Par ailleurs, lorsque Legault défend la péréquation en affirmant qu’elle est au coeur du bricolage constitutionnel qu’est le Canada, il applaudit l’unité canadienne en se trompant sur ses fondements. Le premier ministre albertain le lui a d’ailleurs rappelé, quoique de façon opportuniste, en soulignant sur Facebook que la péréquation ne fait pas partie du socle originel de la Confédération. Le politologue Louis Massicotte l’expliquait bien, cette semaine, dans une lettre parue en ces pages : la loi constitutionnelle de 1867 prévoyait certes un paiement aux provinces pour assurer le fonctionnement de leurs institutions, mais cela n’était pas réservé aux provinces les plus pauvres.
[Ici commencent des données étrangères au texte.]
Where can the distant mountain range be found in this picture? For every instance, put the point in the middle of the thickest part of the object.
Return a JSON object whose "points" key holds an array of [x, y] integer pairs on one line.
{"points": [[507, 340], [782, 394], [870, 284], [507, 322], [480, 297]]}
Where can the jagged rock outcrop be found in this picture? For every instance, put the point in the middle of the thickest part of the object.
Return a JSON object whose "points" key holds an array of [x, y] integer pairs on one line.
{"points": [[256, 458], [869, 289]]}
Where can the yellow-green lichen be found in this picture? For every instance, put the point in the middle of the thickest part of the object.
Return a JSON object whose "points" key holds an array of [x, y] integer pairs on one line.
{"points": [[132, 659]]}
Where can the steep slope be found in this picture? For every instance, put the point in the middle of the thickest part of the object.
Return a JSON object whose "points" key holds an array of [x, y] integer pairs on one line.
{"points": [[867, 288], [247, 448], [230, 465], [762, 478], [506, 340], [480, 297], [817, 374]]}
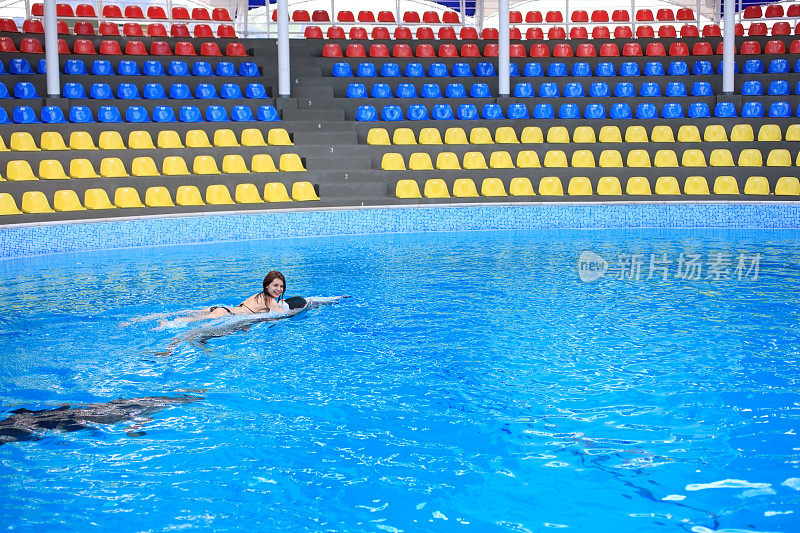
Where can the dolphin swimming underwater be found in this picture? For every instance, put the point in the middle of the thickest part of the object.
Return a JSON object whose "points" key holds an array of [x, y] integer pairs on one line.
{"points": [[25, 424]]}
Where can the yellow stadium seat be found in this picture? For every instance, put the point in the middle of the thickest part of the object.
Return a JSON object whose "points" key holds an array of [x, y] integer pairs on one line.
{"points": [[753, 185], [579, 186], [688, 133], [638, 186], [407, 189], [662, 134], [638, 159], [97, 199], [435, 188], [715, 133], [82, 168], [583, 134], [726, 185], [157, 197], [464, 188], [112, 140], [770, 132], [480, 135], [609, 134], [609, 186], [557, 135], [247, 193], [204, 164], [262, 163], [521, 187], [474, 161], [140, 140], [531, 135], [404, 136], [500, 159], [555, 159], [667, 185], [197, 139], [420, 161], [225, 138], [112, 167], [52, 140], [447, 161], [455, 136], [172, 166], [377, 137], [665, 159], [610, 159], [253, 137], [528, 159], [583, 159], [779, 157], [19, 170], [278, 137], [81, 140], [742, 133], [276, 192], [493, 187], [22, 141], [505, 135], [291, 163], [50, 169], [550, 186], [7, 205], [234, 164], [35, 202], [695, 185], [693, 158], [636, 134], [218, 195], [188, 195], [750, 157], [721, 157], [392, 161], [430, 136], [787, 186]]}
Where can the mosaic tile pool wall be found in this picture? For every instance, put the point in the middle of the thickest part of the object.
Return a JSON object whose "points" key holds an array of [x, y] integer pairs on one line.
{"points": [[36, 239]]}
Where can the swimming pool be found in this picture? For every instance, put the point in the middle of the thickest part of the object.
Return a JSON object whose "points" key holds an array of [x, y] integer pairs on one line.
{"points": [[472, 382]]}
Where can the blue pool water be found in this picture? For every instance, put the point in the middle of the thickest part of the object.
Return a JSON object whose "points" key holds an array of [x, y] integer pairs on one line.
{"points": [[472, 382]]}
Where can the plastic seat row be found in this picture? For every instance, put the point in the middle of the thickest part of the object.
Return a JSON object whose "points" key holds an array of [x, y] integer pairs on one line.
{"points": [[162, 113]]}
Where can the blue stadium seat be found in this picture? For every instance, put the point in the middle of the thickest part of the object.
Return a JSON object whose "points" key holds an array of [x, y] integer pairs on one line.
{"points": [[216, 113], [162, 113], [518, 111], [74, 67], [430, 90], [485, 69], [455, 90], [52, 115], [599, 89], [73, 90], [364, 70], [136, 113], [492, 112], [190, 113], [417, 112], [467, 112], [574, 90], [406, 90], [153, 91], [108, 113], [153, 68], [523, 90], [442, 112]]}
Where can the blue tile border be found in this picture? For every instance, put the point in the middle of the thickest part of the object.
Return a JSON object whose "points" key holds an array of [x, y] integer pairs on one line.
{"points": [[45, 238]]}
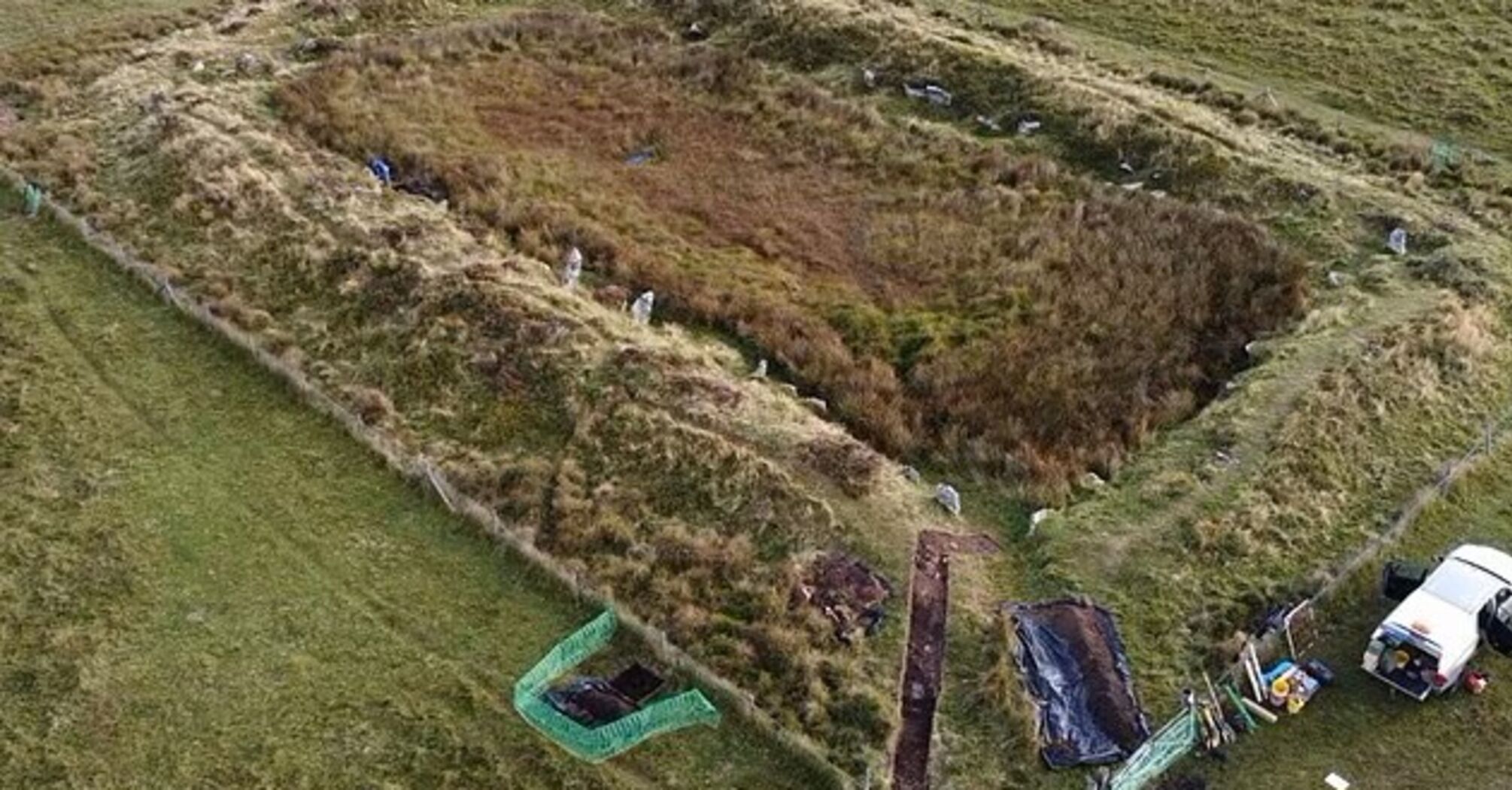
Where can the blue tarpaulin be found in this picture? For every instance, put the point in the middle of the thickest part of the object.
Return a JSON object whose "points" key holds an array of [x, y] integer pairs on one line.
{"points": [[1076, 670]]}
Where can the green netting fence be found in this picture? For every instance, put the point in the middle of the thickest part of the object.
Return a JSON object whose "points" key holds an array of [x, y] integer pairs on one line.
{"points": [[1161, 751], [597, 743]]}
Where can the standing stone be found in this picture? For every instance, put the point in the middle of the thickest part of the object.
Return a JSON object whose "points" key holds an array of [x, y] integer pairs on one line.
{"points": [[642, 311], [949, 498], [572, 267]]}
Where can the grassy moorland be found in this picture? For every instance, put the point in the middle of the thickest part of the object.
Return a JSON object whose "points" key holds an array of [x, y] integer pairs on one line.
{"points": [[1426, 65], [958, 294], [209, 585], [915, 278], [1358, 728]]}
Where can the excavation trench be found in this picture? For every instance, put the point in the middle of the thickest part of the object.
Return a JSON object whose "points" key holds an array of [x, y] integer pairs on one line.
{"points": [[925, 664]]}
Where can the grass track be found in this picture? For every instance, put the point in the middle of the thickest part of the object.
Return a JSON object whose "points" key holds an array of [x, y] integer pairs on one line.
{"points": [[208, 585], [1358, 728]]}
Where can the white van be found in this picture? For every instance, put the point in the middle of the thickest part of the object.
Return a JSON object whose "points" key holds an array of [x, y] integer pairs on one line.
{"points": [[1426, 642]]}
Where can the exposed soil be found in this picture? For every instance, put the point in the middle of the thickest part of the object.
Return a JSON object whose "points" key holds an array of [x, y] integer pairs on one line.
{"points": [[926, 661], [846, 591]]}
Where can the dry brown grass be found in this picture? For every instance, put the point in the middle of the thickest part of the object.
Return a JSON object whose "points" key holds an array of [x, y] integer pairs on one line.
{"points": [[949, 299]]}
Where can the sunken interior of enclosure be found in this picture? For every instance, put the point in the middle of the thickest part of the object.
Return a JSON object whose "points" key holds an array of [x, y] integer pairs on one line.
{"points": [[952, 302]]}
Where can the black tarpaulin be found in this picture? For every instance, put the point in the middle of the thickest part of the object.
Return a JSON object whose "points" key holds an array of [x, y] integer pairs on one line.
{"points": [[1076, 670]]}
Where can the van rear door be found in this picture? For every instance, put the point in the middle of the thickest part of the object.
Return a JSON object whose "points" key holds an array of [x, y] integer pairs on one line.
{"points": [[1498, 622]]}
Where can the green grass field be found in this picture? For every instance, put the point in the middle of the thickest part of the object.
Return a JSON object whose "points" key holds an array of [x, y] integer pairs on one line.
{"points": [[1358, 728], [206, 585]]}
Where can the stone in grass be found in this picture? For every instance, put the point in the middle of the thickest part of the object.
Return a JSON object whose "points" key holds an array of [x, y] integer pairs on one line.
{"points": [[572, 267], [642, 311], [1398, 241], [949, 498]]}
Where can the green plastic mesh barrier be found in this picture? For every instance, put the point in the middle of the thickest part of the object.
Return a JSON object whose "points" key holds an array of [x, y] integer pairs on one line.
{"points": [[597, 743], [1161, 751]]}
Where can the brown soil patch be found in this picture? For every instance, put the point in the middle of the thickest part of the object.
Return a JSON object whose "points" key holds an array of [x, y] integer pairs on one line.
{"points": [[849, 594], [944, 296], [925, 665]]}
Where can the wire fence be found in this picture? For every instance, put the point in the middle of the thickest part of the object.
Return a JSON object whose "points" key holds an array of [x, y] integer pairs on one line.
{"points": [[421, 471]]}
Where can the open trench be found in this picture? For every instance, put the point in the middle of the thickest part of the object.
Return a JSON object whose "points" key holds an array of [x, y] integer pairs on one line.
{"points": [[925, 664]]}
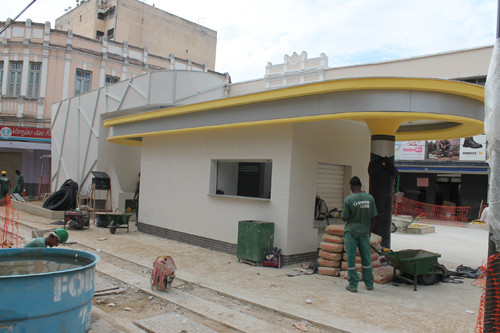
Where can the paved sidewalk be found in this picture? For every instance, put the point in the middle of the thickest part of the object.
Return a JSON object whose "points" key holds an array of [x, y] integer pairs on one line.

Pour retracer l’origine de la péréquation, il faut citer le rapport de la Commission Rowell-Sirois de 1940, qui évalue la répartition des pouvoirs entre le gouvernement fédéral et les provinces, en fonction de l’impact économique de cette répartition. On y propose des mesures pour atténuer les inégalités financières entre les provinces, lesquelles ont été mises en relief par la crise de 1930. C’est dans ce cadre qu’on propose l’élaboration d’une formule de péréquation, qui entre en vigueur en 1957, à travers une loi qui instaure les versements aux provinces, mais ce système n’est constitutionnalisé qu’avec la loi constitutionnelle de 1982.


Non, la péréquation ne fait pas partie du « deal original ». Mais plus encore, il faut dissiper l’idée que la fédération canadienne soit fondée sur un quelconque principe de solidarité, et voir plutôt comment, après la guerre, et hanté par la crise des années 30, on a cherché à inventer un sens à ce pays fondé pour l’essentiel sur un projet d’exploitation.


Le « deal original » dont parle François Legault n’existe pas, ou si peu, ce qui d’ailleurs est évident si l’on compare avec nos voisins du Sud, qui eux connaissent leur moment fondateur. Ses traces sont bien visibles, dans les institutions, les lieux et, surtout, dans les textes qui fondent une idée nationale adossée à des écrits, à des récits (la Déclaration d’Indépendance, la Constitution, la Bible, même). Avec cela vient bien sûr une charge de violence — vous connaissez ma méfiance face aux nationalismes de tous acabits. Mais faut-il rappeler que le Canada n’a pas eu de constitution écrite et unifiée avant 1982 ? Il y a un vide au fondement de ce pays, qui laisse toute la place aux perpétuels tiraillements entre le nationalisme québécois et les rancoeurs albertaines ; ou entre tous les morceaux de ce pays qui, au départ, est plutôt quelque chose comme un chemin de fer.


En ce sens, la péréquation, pour y revenir, instaure une solidarité de façade. Elle distribue des fonds entre les provinces, sans considérer vraiment les conditions qui produisent la pauvreté, la défavorisation, là où elles se concentrent. Elle équilibre des parts selon un principe d’attribution neutre, sans attachement particulier à une idée de justice ou d’équité ; ce qui est au fond à l’image de l’État canadien, qui n’incarne aucune idée du bien ou de l’unité, s’en remettant plutôt aux liens du droit et du marché.


Quant à François Legault, lorsqu’il défend la péréquation comme premier avantage de la fédération, défend-il vraiment un principe de redistribution que sa philosophie politique, attachée au règne de la business, refuse ? Mais non. Il y voit un prétexte à l’émulation : le Québec, constatant qu’il reçoit la grosse part du gâteau, doit saisir l’occasion pour faire mieux, afin que le reste du Canada l’aime un peu plus. Legault, nageant ainsi dans les mêmes eaux que Duplessis, veut d’abord montrer que le Québec est une province de gagnants. Il ne s’agit pas de revendiquer plus d’autonomie, de dignité, de justice pour ses citoyens. Il s’agit avant tout de prouver que nous sommes, nous aussi, un peuple de winners.